Efficient teaching: Crowdsourcing class notes
I’m writing this entire blog post to share one cool tip:
Protip for professors: create a googledoc to crowdsource note taking. I tried this in my intro psych class today & it worked beautifully:
1) the notes were comprehensive
2) students listened to the lecture
3) there was lots of engagement
4) those who missed class have notes— Jay Van Bavel (@jayvanbavel) January 25, 2018
I see a lot of upsides for having students collaboratively write notes in class, and it’s hard to see a major downside. I haven’t done this, but I’m excited to see how it works out when I have the opportunity. (I’m teaching only lab sections this semester, so this kind of thing is moot.)

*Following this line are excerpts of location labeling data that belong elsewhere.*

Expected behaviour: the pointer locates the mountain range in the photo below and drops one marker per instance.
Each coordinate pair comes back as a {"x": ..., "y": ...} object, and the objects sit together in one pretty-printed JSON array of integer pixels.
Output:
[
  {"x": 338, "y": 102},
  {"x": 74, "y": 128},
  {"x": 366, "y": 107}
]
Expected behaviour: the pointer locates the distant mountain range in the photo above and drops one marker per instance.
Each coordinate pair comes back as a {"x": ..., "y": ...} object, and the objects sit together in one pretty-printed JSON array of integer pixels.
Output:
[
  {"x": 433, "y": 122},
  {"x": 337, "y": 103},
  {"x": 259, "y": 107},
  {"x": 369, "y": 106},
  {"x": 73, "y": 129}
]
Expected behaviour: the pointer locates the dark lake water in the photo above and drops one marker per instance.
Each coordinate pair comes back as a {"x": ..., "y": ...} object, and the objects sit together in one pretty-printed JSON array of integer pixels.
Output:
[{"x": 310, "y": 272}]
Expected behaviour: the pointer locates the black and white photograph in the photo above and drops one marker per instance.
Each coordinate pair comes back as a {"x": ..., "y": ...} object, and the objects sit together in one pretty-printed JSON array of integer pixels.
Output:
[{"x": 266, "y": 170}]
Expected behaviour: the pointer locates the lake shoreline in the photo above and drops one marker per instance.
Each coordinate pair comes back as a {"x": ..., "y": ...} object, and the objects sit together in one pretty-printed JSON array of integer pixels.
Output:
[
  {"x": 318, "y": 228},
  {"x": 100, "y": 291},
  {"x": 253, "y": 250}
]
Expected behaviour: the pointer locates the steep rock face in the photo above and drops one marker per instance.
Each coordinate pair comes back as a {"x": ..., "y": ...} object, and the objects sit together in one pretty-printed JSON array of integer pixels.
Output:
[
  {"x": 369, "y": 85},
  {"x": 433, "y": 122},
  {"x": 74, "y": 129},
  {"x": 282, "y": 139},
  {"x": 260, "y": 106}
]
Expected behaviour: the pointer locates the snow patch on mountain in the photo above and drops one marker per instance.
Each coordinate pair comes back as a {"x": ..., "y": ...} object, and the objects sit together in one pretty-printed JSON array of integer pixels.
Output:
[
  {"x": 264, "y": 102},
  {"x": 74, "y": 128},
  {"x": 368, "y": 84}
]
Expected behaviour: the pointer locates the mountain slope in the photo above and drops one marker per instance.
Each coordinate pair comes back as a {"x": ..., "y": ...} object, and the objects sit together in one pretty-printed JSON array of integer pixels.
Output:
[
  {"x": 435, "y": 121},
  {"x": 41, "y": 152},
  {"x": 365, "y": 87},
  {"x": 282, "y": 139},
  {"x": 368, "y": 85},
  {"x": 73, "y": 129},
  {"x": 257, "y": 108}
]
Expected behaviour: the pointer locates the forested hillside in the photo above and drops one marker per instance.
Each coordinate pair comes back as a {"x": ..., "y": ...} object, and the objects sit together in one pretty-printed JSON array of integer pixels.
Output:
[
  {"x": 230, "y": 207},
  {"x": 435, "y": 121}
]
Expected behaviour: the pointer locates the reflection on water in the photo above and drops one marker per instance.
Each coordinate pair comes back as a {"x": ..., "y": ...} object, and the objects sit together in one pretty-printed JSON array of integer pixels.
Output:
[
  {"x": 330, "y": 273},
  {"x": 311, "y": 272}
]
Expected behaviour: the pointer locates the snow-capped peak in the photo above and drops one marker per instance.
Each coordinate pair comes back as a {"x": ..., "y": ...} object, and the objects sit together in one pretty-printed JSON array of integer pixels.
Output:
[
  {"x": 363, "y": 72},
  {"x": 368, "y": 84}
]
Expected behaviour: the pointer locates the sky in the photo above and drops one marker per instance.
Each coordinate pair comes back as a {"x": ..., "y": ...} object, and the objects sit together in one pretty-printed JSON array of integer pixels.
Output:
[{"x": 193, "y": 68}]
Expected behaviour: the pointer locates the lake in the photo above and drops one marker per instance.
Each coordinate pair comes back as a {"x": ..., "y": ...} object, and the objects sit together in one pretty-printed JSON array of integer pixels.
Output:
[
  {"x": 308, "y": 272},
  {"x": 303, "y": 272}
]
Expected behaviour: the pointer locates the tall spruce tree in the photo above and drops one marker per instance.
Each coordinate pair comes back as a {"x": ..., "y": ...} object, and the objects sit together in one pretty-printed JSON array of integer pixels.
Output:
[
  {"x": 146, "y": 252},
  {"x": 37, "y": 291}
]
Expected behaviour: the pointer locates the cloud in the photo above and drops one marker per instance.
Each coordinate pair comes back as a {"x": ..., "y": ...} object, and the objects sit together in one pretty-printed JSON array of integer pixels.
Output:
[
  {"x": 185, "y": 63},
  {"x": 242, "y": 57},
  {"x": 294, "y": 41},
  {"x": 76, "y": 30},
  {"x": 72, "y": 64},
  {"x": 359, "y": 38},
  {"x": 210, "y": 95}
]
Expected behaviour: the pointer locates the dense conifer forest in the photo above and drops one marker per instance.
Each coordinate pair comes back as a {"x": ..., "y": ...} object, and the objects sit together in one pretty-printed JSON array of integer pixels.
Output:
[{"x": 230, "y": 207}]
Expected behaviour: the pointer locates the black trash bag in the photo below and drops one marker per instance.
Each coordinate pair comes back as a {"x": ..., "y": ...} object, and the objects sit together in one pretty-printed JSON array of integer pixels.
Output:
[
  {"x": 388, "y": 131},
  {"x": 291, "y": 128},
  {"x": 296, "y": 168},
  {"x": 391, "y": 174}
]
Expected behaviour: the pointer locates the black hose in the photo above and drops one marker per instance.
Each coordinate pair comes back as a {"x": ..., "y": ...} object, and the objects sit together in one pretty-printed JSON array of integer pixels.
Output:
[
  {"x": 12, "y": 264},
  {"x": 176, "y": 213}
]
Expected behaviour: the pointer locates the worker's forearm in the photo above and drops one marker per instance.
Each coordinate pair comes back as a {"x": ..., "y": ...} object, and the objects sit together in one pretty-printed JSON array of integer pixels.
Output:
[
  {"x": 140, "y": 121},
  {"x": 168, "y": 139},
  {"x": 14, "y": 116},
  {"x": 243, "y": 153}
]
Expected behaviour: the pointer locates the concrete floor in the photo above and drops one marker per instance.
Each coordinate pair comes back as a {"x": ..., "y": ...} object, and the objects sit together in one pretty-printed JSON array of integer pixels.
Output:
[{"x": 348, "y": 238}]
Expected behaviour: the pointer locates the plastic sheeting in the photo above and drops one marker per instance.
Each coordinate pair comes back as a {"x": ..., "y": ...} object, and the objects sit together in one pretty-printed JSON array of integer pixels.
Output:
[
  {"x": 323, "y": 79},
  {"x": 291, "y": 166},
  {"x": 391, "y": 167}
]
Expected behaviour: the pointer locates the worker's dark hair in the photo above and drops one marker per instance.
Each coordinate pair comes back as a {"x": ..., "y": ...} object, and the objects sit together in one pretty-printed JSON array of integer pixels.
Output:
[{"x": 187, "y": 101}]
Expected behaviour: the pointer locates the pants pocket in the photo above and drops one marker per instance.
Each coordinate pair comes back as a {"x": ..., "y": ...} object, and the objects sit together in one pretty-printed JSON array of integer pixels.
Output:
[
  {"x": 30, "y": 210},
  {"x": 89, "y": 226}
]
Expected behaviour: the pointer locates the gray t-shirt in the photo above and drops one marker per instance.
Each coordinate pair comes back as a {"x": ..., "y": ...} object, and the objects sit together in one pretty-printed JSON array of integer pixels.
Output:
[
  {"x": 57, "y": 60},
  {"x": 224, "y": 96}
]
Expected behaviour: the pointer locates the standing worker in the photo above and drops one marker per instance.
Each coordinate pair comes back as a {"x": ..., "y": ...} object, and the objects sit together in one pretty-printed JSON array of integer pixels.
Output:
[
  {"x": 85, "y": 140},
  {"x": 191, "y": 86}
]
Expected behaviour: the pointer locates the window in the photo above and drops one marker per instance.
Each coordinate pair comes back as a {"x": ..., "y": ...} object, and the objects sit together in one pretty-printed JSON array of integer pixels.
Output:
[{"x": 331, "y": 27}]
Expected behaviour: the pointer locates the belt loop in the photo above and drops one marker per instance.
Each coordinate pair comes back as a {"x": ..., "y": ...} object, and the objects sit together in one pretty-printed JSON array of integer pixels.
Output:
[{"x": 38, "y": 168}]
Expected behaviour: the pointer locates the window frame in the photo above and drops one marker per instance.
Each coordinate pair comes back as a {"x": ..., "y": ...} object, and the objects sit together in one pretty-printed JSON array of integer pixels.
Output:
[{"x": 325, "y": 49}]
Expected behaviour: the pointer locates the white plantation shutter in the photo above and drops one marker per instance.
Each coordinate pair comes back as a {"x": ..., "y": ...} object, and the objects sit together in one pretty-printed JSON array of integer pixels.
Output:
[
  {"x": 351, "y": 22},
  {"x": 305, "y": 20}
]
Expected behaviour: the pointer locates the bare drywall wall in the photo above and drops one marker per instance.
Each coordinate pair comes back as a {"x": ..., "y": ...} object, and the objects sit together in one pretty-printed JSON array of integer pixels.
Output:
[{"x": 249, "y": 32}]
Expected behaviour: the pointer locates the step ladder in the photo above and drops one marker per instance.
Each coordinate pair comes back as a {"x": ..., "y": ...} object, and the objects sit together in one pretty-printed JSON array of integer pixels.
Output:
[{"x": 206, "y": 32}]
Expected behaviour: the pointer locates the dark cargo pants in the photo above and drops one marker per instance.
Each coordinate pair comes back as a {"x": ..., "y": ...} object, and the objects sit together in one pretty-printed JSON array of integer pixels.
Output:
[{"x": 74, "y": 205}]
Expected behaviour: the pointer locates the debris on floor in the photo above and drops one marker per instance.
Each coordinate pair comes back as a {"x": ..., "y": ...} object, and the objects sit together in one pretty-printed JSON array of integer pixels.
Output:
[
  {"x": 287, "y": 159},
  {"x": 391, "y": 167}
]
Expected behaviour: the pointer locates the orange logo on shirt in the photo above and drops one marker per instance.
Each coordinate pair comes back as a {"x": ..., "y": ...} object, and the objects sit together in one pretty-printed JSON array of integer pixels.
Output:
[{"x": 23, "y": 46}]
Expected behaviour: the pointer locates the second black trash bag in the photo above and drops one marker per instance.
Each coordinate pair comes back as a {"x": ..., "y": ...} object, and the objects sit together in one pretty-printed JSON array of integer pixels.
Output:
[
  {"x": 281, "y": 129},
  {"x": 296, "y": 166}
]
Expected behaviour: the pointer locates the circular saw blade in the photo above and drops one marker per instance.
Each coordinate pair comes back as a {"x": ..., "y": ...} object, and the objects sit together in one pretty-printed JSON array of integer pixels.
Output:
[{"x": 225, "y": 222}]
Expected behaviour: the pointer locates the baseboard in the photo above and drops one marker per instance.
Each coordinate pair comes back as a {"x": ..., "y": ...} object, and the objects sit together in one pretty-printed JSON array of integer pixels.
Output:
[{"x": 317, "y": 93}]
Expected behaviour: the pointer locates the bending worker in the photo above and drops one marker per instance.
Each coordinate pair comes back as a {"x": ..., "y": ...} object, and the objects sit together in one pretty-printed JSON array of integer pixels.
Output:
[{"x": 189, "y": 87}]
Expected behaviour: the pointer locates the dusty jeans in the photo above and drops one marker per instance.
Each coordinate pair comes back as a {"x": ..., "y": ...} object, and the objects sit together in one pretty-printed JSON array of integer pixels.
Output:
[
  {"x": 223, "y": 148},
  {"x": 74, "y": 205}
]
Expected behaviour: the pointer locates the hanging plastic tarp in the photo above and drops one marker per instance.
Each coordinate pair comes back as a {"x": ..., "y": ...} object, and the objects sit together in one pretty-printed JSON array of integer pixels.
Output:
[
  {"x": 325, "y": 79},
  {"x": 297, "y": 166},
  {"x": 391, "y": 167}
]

I know on some campuses, some people make money by preparing and selling lecture notes from large lecture courses. This would essentially defuse that dynamic and also provide uniform access to a resource that would presumably be of high quality.
As an instructor, you could look at the shared notes to see if there are things that you should clarify or amplify upon, and students could even write questions for you at the end of each lesson as well, like a muddiest point.
Apparently, in some places, students are already organizing google docs for their courses, sometimes unbeknownst to the professor. I suppose in situations like these, not all students are in on a shared document. If students want to have their own private google docs, they still can of course, but facilitating a public one might be improve access to a quality shared resource.
While we can always choose to hand out our own lecture notes to students, I think a student record of what we do in class is more valuable to everybody.
Classes on my campus are rarely huge, but I suppose in a gargantuan course, hundreds of people simultaneously editing one document wouldn’t work out so well. You could assign students to groups randomly or haphazardly (maybe 20 students? 50?), and have many of these documents going on simultaneously. Or you could just create a number of docs, and have students choose one. Or perhaps if it’s a lecture with associated lab sections, you could have a separate doc for each section.
(If you or your students have reservations doing this through Google docs, there are also other online collaborative writing tools, from Microsoft, Dropbox, Zoho, Authorea and others).
Have you done this in any of your classes? Or do you have reasons why you think it might not be a great idea?